I've been fooling around with problem 7 from project Euler and I noticed that two of my prime finding methods are very similar but run at very different speeds.
#!/usr/bin/env python3
import timeit
def lazySieve (num_primes):
if num_primes == 0: return []
primes = [2]
test = 3
while len(primes) < num_primes:
sqrt_test = sqrt(test)
if all(test % p != 0 for p in primes[1:]): # I figured this would be faster
primes.append(test)
test += 2
return primes
def betterLazySieve (num_primes):
if num_primes == 0: return []
primes = [2]
test = 3
while len(primes) < num_primes:
for p in primes[1:]: # and this would be slower
if test % p == 0: break
else:
primes.append(test)
test += 2
return primes
if __name__ == "__main__":
ls_time = timeit.repeat("lazySieve(10001)",
setup="from __main__ import lazySieve",
repeat=10,
number=1)
bls_time = timeit.repeat("betterLazySieve(10001)",
setup="from __main__ import betterLazySieve",
repeat=10,
number=1)
print("lazySieve runtime: {}".format(min(ls_time)))
print("betterLazySieve runtime: {}".format(min(bls_time)))
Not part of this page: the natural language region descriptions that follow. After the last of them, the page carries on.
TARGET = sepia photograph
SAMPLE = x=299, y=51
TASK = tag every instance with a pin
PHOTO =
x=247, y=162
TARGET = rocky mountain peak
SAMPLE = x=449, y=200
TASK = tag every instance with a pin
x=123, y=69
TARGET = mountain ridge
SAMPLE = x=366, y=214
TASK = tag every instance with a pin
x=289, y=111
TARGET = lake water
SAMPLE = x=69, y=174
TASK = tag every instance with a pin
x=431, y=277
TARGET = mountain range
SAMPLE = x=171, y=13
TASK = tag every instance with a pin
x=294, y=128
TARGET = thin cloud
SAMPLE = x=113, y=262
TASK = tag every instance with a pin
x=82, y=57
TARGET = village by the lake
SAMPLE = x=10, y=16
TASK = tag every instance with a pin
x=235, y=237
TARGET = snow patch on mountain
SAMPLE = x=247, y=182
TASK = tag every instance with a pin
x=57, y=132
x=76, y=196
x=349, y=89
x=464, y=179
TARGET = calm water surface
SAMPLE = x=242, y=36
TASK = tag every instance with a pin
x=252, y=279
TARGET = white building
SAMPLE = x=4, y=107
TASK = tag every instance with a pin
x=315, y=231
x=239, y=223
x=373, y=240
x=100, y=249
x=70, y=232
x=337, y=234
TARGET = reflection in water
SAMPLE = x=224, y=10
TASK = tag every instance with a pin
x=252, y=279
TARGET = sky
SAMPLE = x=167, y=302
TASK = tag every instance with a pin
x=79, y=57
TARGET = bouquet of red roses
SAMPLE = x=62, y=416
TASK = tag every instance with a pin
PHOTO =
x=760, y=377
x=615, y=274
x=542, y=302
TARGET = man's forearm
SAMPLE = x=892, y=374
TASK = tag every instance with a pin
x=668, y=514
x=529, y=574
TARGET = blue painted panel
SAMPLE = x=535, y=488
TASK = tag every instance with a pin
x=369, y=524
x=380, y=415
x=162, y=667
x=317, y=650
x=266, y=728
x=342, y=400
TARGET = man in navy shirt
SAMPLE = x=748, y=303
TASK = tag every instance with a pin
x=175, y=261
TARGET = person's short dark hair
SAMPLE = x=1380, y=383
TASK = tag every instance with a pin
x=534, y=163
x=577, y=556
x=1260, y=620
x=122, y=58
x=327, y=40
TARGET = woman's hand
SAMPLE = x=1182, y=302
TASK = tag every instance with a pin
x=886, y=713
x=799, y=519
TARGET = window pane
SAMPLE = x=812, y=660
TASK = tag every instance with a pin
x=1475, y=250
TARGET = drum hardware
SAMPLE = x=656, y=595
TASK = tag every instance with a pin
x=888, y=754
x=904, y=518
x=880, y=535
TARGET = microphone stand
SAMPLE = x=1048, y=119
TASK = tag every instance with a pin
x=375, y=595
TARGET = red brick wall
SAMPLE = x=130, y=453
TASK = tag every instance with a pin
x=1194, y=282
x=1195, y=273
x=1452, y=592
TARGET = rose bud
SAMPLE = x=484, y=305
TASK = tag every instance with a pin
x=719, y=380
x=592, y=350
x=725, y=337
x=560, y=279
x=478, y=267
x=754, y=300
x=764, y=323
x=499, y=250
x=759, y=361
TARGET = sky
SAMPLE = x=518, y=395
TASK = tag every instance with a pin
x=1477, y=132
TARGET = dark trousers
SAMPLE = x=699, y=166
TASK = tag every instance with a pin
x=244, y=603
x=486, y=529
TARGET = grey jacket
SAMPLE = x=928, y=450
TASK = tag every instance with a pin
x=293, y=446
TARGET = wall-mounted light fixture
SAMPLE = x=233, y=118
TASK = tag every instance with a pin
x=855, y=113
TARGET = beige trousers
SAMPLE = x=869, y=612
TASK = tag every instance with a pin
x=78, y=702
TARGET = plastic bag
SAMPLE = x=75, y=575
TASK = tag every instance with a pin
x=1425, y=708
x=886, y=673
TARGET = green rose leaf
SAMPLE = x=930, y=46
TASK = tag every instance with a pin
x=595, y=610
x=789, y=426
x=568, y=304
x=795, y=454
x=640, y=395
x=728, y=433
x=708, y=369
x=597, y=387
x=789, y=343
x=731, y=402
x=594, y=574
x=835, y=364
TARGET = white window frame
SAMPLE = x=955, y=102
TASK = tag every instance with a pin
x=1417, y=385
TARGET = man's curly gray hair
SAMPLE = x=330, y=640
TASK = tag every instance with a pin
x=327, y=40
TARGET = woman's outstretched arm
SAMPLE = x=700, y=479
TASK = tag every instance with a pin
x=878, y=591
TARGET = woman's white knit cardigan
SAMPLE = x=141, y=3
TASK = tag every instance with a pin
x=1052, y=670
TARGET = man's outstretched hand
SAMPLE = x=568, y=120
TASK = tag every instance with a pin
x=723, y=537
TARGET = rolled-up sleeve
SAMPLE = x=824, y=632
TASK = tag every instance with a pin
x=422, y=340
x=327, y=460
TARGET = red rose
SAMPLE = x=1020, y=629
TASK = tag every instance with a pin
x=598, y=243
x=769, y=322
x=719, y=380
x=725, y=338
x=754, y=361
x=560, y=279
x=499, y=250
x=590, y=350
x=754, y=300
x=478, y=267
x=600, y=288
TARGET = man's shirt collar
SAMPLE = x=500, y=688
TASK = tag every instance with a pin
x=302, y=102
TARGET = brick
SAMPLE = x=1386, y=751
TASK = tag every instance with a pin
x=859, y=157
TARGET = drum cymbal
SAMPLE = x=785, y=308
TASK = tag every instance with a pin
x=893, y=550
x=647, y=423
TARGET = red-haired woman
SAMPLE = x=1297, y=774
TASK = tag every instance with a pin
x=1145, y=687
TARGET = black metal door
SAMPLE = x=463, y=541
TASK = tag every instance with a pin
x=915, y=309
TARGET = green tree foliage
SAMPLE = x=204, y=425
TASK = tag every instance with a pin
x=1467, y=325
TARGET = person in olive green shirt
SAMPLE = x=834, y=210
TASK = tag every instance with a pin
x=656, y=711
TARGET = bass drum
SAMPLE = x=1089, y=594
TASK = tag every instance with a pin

This runs with the following output:
lazySieve runtime: 4.931611961917952
betterLazySieve runtime: 3.7906006319681183
And unlike this question, I don't simply want the returned value of any/all.
Is the return from all()
so slow that if overrides it's usage in all the but most niche of cases? Is the for-else
break somehow faster than the short circuited all()?
What do you think?
Edit: Added in square root loop termination check suggested by Reblochon Masque
Update: ShadowRanger's answer was correct.
After changing
all(test % p != 0 for p in primes[1:])
to
all(map(test.__mod__, primes[1:]))
I recorded the following decrease in runtime:
lazySieve runtime: 3.5917471940629184
betterLazySieve runtime: 3.7998314710566774
Edit: Removed Reblochon's speed up to keep the question clear. Sorry man.